This is an Editorial post. Views expressed by this post are not necessarily those of GameGeex.

Esports has gotten a lot bigger with the myriad of competitive titles available on the market. Blizzcon 2014 surprised a lot of people with the announcement of their new IP, Overwatch, an up-and-coming first-person shooter title that focuses less on twitch reaction and more on team work. The moment I saw it, I turned and thought of the eSports venues at the event--the ones for Starcraft, Hearthstone, and World of Warcraft--and immediately put "Overwatch" and "eSports" together. I've played the game and saw the mechanics for myself and in my many years of eSports experience, I don't often see games that have immediate competitive potential out of the box like this one.

Alright, that sounds wonky. As long as you are bashing your friend's virtual teeth in, it can be an eSports, right? Well sure, but for anything to be popular, it has to be accessible. What cuts a lot of people off from the competitive scenes like Smash Brothers and Call of Duty--both relatively popular eSports games--is that their competitive variants are not only different from what the regular public plays, but the skill-cap is unreal. Overwatch on the other-hand, has a feel similar to League of Legends and even Starcraft: we play what the pros play, they just do it better.

Who will win? Reaper or Hanzo?

I played Halo and Call of Duty professionally at one point so I know my twitch reactions are up to par. When I sat down and set my hands on Overwatch for the first time, sure my natural aptitude in the aiming department did help but honestly, I died more than a tournament-level gamer should have. It turns out I was just blatantly bad at characters like Tracer and Reaper, heroes (villain) that fill my need for speed and precision. I had to drill deep and pull from my MOBA roots and learn the characters mechanically. In other words, success directly correlated to my knowledge of the game and since I was new and had very little knowledge, I went to my MMO roots. I swapped to Mercy.

Mercy changed the way I saw the game. I became a healer. I stuck with my team and my FPS-pro-level reactions were perfectly utilized to time resurrections, not headshots. Mercy did have some, albeit limited offensive capabilties with her pistol, but I felt like I carried the game by playing a role in what they call the holy trinity. I healed and buffed, Reinhardt tanked, and Reaper sat back. Before too long, the game was won but it wasn't just winning that made me happy. It was the way we won. Team work, knowledge, and objective play.

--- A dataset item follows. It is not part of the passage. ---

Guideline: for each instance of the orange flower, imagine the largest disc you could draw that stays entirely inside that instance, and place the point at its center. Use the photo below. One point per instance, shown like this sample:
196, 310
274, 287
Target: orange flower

Now why do I think Overwatch is eSports ready? Well, I talked to my teammates after the match, all fellow journalists and my entire party claimed limited-to-no shooter experience. The game was accessible to amateurs. Eventually when pro teams get their hands on this game, they will use the same rules, the same champions, and likely run the same strategies but better. The game has won my affection by focusing on mechanics and play-making ability, and less about being beat out by 14-year old in his prime. A golf clap goes out to Blizzard.

Stay behind the tank, buddy.

Alright, Overwatch has focused strongly on the MOBA-FPS approach which makes it accessible but I can't just sit here and hark about the greatness of this game from an eSports perspective. A potential con in this game, which may or may not be me being picky, is the feel of the movement. It just doesn't feel right. The abilities, the characters, and the design of the mechanics are so perfect, but when I'm walking around as Tracer, I feel slow and held down. Mind you, I played a lot of Quake, and at a high level, the movement felt like gliding. Even in Call of Duty and Halo, It just feels right when I move and engage in gun fights.

But see here, there's a caveat to the fix I had in mind which was: make certain characters faster. Well, doing that adds another level of depth to the game which, in context, would be the base stat. Making certain characters naturally stronger, naturally lighter, or naturally more bulkier from one another could turn the game more from a match of outplays through utilizing ability timings to running away from an engagement simply because my character runs faster than Blackwidow.

As of right now, it's still too early and quite frankly, attendees of Blizzcon got to taste Overwatch in it's pre-pre-alpha test. There's always room to tweak but the vision behind the game is incredible and I truly believe Overwatch will become the next big thing in eSports. The game is just plain fun to play and fun to watch. Watching a team come together to complete an objective is cool and the characters are designed well enough to, simply put, just get it. Also, it's Blizzard, I'm sure they'll pump money into the Overwatch eSports initiative for awhile anways. But remember, it's not the companies that make an eSports, it's the dans, and so far, the reception is good.